Just ordered this Lavender FO from Bramble Berry


----------



## Relle (May 15, 2013)

The one I prefer is Augustifolia/Latifolia, it doesn't have the camphor smell which I hate in lavender.


----------



## Trinity (May 15, 2013)

Good question  Have been wanting to buy some but was wondering about getting the most for your money since it is quite expensive


----------



## Lotus (May 15, 2013)

Relle9 said:


> The one I prefer is Augustifolia/Latifolia, it doesn't have the camphor smell which I hate in lavender.



Yes, this is why I ask!! I don't like that, either!! Can you tell me where you found this?


----------



## lsg (May 15, 2013)

My favorite is "fine French lavender from Camden Grey.


----------



## Forsenuf (May 24, 2013)

I like Lavandula intermedia (technically lavandin, not lavender) because it holds much better for me in soap, at lower amounts. And they all cost so much, I can't afford to be too picky about the scent- it's still plenty "lavendery" enough for me!


----------



## aprilhwth (May 31, 2013)

I stick with 40/42 for now. It's all I can afford.

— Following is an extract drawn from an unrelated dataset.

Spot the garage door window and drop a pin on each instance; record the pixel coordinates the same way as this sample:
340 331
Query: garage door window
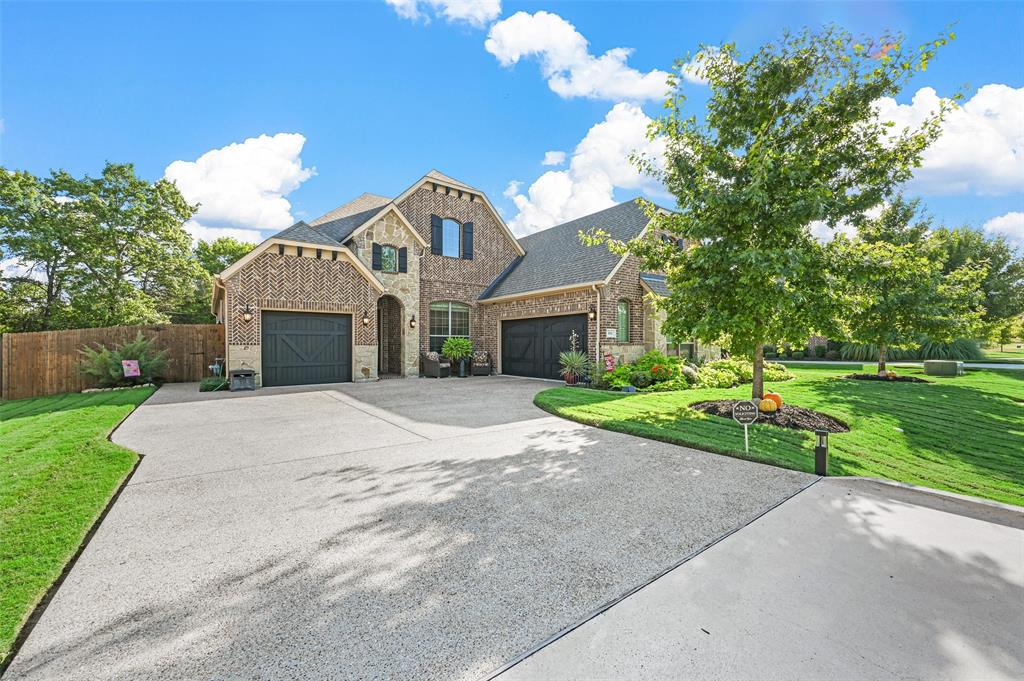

http://www.bulkapothecary.com/essential-oils/lavender-oil/


----------



## cbmaddixrn (Jun 9, 2013)

aprilhwth said:


> I stick with 40/42 for now. It's all I can afford.
> 
> http://www.bulkapothecary.com/essential-oils/lavender-oil/



Have you tried the EOs from essentialdepot.com. I received them last week and they have many EO at approx 4 oz at 8-14 bucks!  I couldn't believe their pricing!
They also have a. Good bit o FO to choose from.


----------



## Marilyna (Jun 9, 2013)

I used to use Lavandin Grosso and really liked it.  Now I just use a FO.  True Lavender from The Candle Source.


----------



## paillo (Jun 9, 2013)

cbmaddixrn said:


> Have you tried the EOs from essentialdepot.com. I received them last week and they have many EO at approx 4 oz at 8-14 bucks!  I couldn't believe their pricing!
> They also have a. Good bit o FO to choose from.

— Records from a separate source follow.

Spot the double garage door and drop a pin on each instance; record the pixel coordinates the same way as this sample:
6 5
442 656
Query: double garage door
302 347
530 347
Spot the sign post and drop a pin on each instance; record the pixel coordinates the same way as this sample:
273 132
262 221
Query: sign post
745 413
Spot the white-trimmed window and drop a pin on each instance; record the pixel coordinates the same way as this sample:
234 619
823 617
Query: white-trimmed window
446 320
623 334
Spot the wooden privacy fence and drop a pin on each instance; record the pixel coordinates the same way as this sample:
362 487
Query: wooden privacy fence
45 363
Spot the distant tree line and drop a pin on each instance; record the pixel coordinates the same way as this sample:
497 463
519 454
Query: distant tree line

Depending on what they have on sale, I think their EOs are fantastic and a real bargain. I've gotten large quantities of EOs I never would have tried at other sources' prices, and wound up loving them. Love Essential Depot!

My favorite lavender, though, is Eesy Pleezy (I think) on Ebay. Fast free shipping and superlative quality.


----------



## Moody Glenn (Jun 9, 2013)

I really love the essential oils but when prices climbed too high I went to FO. I happen to like Natures Garden "Lavender Luxury". For me it smells like real lavender and it sticks very well. Another reason is I live not too far from the company so I save on shipping.


----------